Your credit score isn't just a random number -- it's an indication of how reliable you've been in borrowing. The higher your credit score, the more likely you are to get approved to open a credit card, take out a mortgage, or borrow money with a personal loan. So you can't afford to buy into the many myths that circulate about credit scores. Here are a few such myths, debunked.

1. Closing credit cards is good for your score

You might assume that having fewer credit cards is good for your score, because it means you spend and borrow less. In fact, closing accounts can hurt your score in two ways.

First, canceling cards means losing the credit they provide you. And one major factor in calculating your credit score is your credit utilization ratio, which measures your available credit against the amount you've borrowed. If you close a card with a $3,000 spending limit, for example, your credit utilization ratio climbs as the amount of available credit drops, and that's not a good thing -- keep that ratio to under 30% to avoid a hit to your score.

Another issue with closing credit cards: the length of your credit history is also part of calculating your score. If you close an account you've held for a long time, your score could take a hit.

2. Checking your credit report hurts your score

It's a good idea to check your credit report every few months to spot any fraudulent activity and see where your loan balances stand.
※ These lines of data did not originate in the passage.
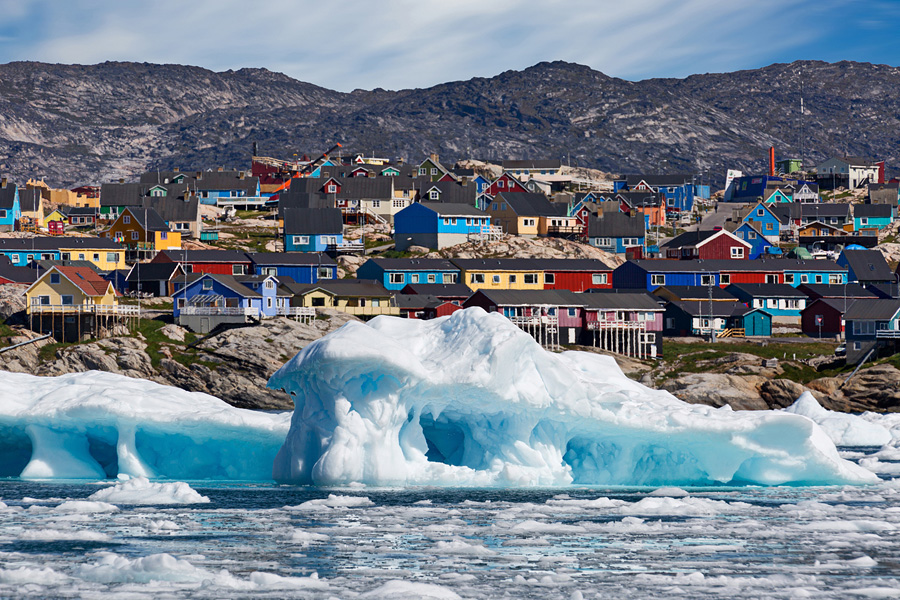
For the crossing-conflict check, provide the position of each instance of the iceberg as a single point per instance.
(472, 400)
(97, 425)
(843, 429)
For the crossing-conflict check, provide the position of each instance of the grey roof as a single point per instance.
(706, 266)
(689, 238)
(205, 256)
(57, 242)
(532, 164)
(133, 194)
(148, 219)
(867, 265)
(414, 264)
(8, 195)
(824, 290)
(440, 290)
(825, 209)
(533, 297)
(410, 301)
(447, 209)
(873, 210)
(695, 292)
(304, 221)
(872, 309)
(153, 271)
(717, 309)
(615, 224)
(290, 258)
(448, 191)
(359, 288)
(29, 199)
(766, 290)
(528, 204)
(601, 299)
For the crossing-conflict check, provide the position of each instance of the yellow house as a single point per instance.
(105, 254)
(69, 289)
(143, 229)
(500, 273)
(353, 296)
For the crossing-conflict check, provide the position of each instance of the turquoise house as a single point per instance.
(10, 209)
(873, 216)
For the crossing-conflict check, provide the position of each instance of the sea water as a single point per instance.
(279, 541)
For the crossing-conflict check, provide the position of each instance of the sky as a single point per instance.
(408, 44)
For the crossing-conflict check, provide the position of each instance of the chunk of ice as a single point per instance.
(471, 399)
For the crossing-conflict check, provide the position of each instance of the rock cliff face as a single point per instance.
(88, 124)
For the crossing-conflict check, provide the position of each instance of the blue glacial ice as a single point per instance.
(97, 425)
(471, 400)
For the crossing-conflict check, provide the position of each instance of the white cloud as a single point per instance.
(407, 43)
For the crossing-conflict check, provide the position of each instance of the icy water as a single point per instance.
(269, 541)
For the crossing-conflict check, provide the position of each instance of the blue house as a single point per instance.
(256, 294)
(873, 216)
(10, 209)
(778, 299)
(758, 242)
(397, 273)
(313, 229)
(307, 267)
(616, 232)
(765, 221)
(437, 225)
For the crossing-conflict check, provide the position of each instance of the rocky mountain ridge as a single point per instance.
(74, 124)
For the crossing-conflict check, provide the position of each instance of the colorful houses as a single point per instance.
(437, 225)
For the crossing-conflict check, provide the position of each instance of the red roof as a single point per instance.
(87, 280)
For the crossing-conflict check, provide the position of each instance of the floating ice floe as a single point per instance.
(470, 399)
(843, 429)
(97, 425)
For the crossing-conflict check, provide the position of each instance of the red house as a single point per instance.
(504, 183)
(706, 245)
(574, 274)
(215, 262)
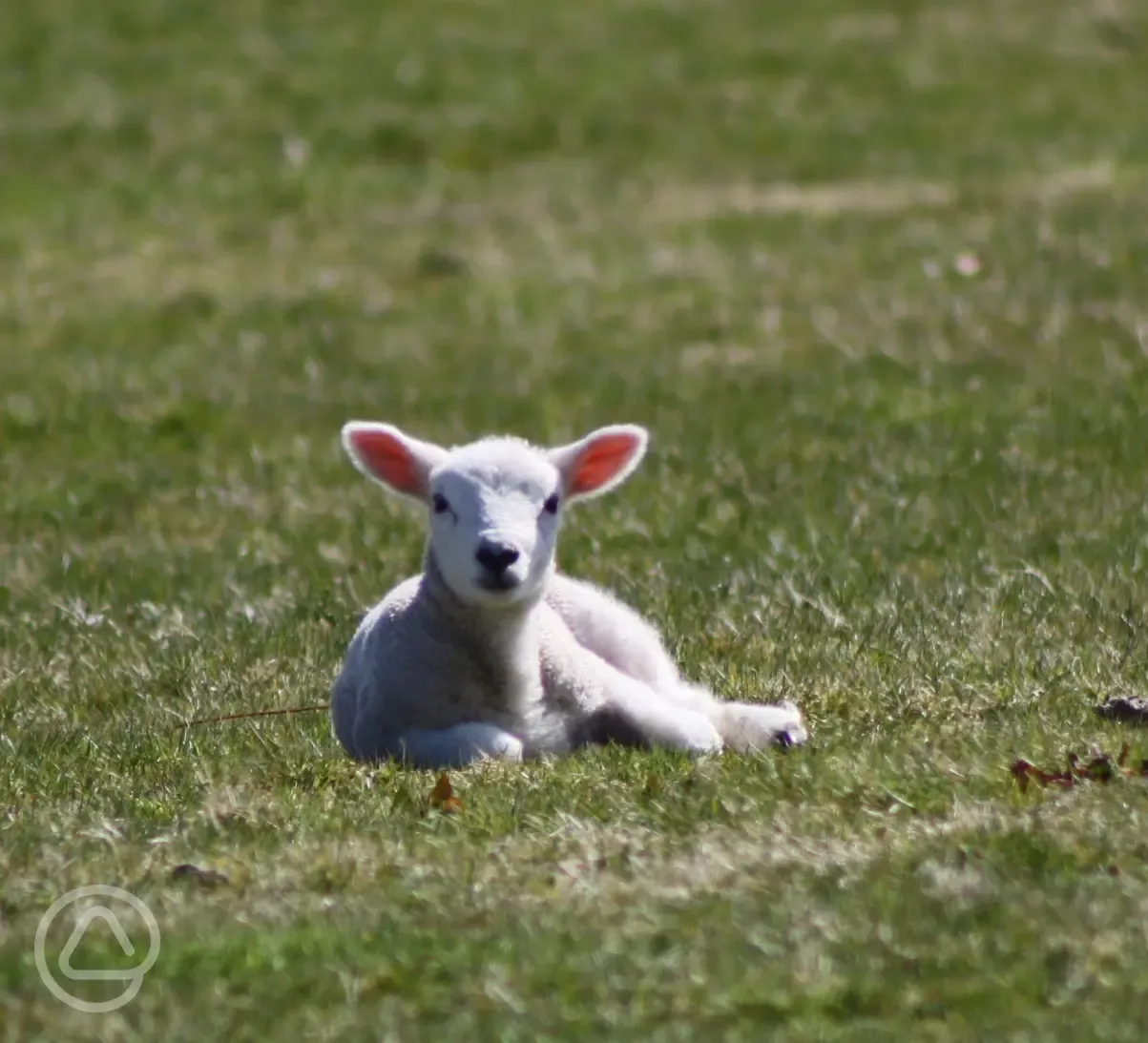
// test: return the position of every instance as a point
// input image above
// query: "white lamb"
(491, 652)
Checking your credit report won't harm your credit score -- so don't let anyone convince you it might.

On the other hand, when a credit card issuer or mortgage lender checks your credit report, that's a hard inquiry, and that will bring your score down a bit. That's why it's smart not to apply for too many new loans or credit cards at once. But checking your own credit report should not pose an issue at all.

3. The more you earn, the higher your score

Income has nothing to do with your credit score. Rather, your credit score measures how well you pay your bills and manage your credit. While earning more money may make you more likely to keep up with your bills, it's possible to be quite wealthy and still pay your bills late, or take on too many bills and fall behind.
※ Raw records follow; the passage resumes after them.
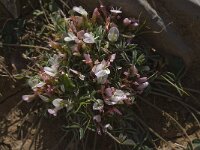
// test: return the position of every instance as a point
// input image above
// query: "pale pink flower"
(98, 105)
(87, 60)
(97, 118)
(101, 71)
(113, 34)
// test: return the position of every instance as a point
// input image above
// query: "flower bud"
(127, 21)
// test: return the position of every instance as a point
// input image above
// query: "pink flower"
(97, 118)
(101, 71)
(53, 111)
(58, 105)
(112, 57)
(87, 60)
(80, 34)
(115, 96)
(127, 21)
(96, 14)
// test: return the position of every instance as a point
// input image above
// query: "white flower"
(116, 11)
(44, 98)
(54, 62)
(89, 38)
(113, 34)
(80, 10)
(118, 97)
(71, 37)
(97, 118)
(39, 85)
(58, 105)
(101, 72)
(98, 105)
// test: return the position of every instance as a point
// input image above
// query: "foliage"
(92, 71)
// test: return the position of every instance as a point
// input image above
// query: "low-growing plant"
(93, 71)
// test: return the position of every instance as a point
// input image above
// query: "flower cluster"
(92, 64)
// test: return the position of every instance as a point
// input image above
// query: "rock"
(10, 7)
(175, 25)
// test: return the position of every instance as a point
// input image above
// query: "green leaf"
(195, 145)
(81, 132)
(67, 82)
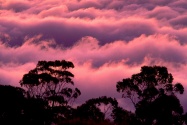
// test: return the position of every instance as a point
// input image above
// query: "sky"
(107, 40)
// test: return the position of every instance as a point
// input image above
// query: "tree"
(51, 81)
(153, 95)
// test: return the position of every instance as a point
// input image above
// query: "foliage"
(153, 95)
(51, 81)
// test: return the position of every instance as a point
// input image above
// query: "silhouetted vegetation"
(47, 95)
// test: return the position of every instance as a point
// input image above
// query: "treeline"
(47, 93)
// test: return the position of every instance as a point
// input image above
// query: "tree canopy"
(153, 95)
(48, 92)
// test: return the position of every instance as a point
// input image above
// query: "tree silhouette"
(153, 95)
(51, 81)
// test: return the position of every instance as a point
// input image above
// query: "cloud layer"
(106, 40)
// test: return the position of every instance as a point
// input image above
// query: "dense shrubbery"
(48, 92)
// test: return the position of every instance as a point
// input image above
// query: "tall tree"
(153, 95)
(52, 82)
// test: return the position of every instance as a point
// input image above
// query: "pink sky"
(107, 40)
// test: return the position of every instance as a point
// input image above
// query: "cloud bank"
(107, 40)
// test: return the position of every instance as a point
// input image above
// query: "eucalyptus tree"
(153, 95)
(52, 82)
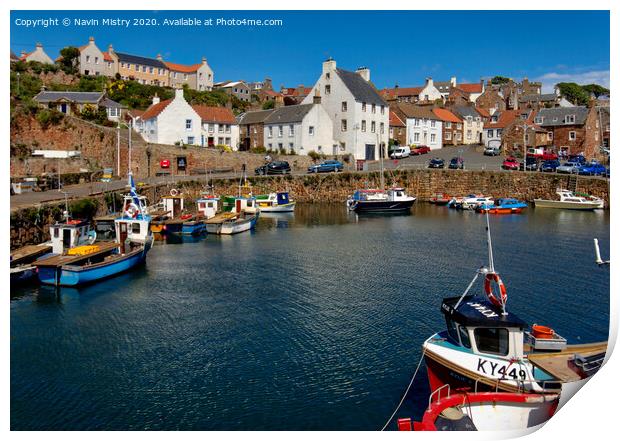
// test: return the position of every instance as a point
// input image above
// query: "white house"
(423, 126)
(38, 54)
(360, 117)
(300, 129)
(174, 121)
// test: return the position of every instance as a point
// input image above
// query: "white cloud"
(594, 76)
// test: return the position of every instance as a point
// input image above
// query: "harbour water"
(313, 321)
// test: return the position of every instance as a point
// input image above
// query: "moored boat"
(568, 200)
(99, 260)
(376, 201)
(472, 410)
(279, 202)
(487, 348)
(503, 206)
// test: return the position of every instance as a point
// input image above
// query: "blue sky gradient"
(402, 47)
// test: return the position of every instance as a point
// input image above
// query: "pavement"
(472, 156)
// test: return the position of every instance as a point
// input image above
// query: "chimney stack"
(364, 72)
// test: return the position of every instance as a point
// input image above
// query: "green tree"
(574, 93)
(70, 58)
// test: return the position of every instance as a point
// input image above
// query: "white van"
(400, 152)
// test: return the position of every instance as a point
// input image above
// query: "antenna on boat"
(599, 261)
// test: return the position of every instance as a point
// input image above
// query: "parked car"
(400, 152)
(420, 150)
(568, 167)
(593, 169)
(491, 151)
(457, 162)
(436, 163)
(274, 168)
(531, 164)
(326, 166)
(510, 163)
(550, 166)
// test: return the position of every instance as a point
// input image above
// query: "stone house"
(452, 126)
(252, 129)
(423, 126)
(175, 121)
(398, 129)
(196, 76)
(236, 88)
(472, 124)
(572, 129)
(38, 54)
(72, 103)
(360, 117)
(300, 129)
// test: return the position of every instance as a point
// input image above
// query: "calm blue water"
(313, 321)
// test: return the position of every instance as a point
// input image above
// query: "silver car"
(568, 167)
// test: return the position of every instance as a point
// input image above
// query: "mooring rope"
(406, 391)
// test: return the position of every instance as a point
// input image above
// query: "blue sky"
(402, 47)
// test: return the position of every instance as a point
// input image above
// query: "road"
(474, 160)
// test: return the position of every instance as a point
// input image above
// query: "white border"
(591, 415)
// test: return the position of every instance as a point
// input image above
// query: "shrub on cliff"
(49, 117)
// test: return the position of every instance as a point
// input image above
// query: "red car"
(420, 150)
(510, 163)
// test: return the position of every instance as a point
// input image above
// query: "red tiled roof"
(470, 87)
(215, 114)
(505, 118)
(446, 115)
(182, 67)
(402, 91)
(155, 109)
(395, 120)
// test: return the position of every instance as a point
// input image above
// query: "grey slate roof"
(136, 59)
(48, 96)
(362, 91)
(289, 114)
(557, 116)
(257, 117)
(465, 111)
(538, 98)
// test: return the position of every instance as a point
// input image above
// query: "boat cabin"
(479, 327)
(173, 204)
(70, 234)
(208, 206)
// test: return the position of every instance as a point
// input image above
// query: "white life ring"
(132, 210)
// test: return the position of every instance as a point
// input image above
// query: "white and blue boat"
(98, 260)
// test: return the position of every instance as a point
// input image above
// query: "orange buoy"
(539, 331)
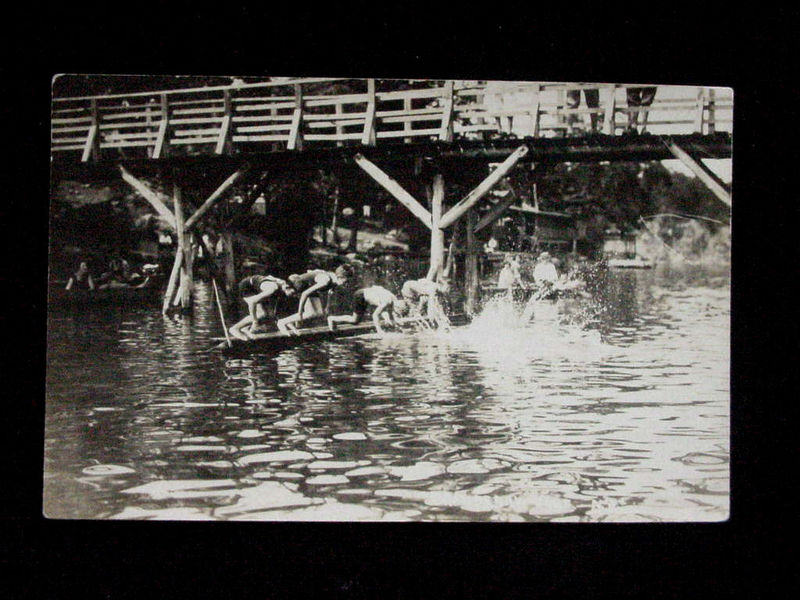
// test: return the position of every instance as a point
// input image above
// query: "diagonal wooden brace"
(452, 215)
(701, 172)
(497, 211)
(215, 196)
(394, 188)
(149, 195)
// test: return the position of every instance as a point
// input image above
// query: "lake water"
(614, 408)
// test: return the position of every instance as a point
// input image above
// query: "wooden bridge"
(322, 114)
(301, 123)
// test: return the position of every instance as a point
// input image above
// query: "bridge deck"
(304, 118)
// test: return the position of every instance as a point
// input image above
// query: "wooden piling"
(229, 265)
(185, 289)
(471, 278)
(437, 235)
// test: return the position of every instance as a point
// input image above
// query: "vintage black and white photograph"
(397, 300)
4. You and your spouse share a credit score

Married couples may share a lot of things, but a credit score isn't one of them. When you tie the knot, you still have your own credit score, as does your spouse. If you have joint debts like a mortgage, the way you manage them reflects upon your credit scores similarly. In other words, if you fall behind on your home loan, your score will take a hit, and so will your spouse's. But you can have a great credit score while your spouse has a poor score, or vice versa.

The more you know about credit scores, the better positioned you are to boost yours or keep it in good shape. Don't believe the above myths -- even though they might appear to make sense.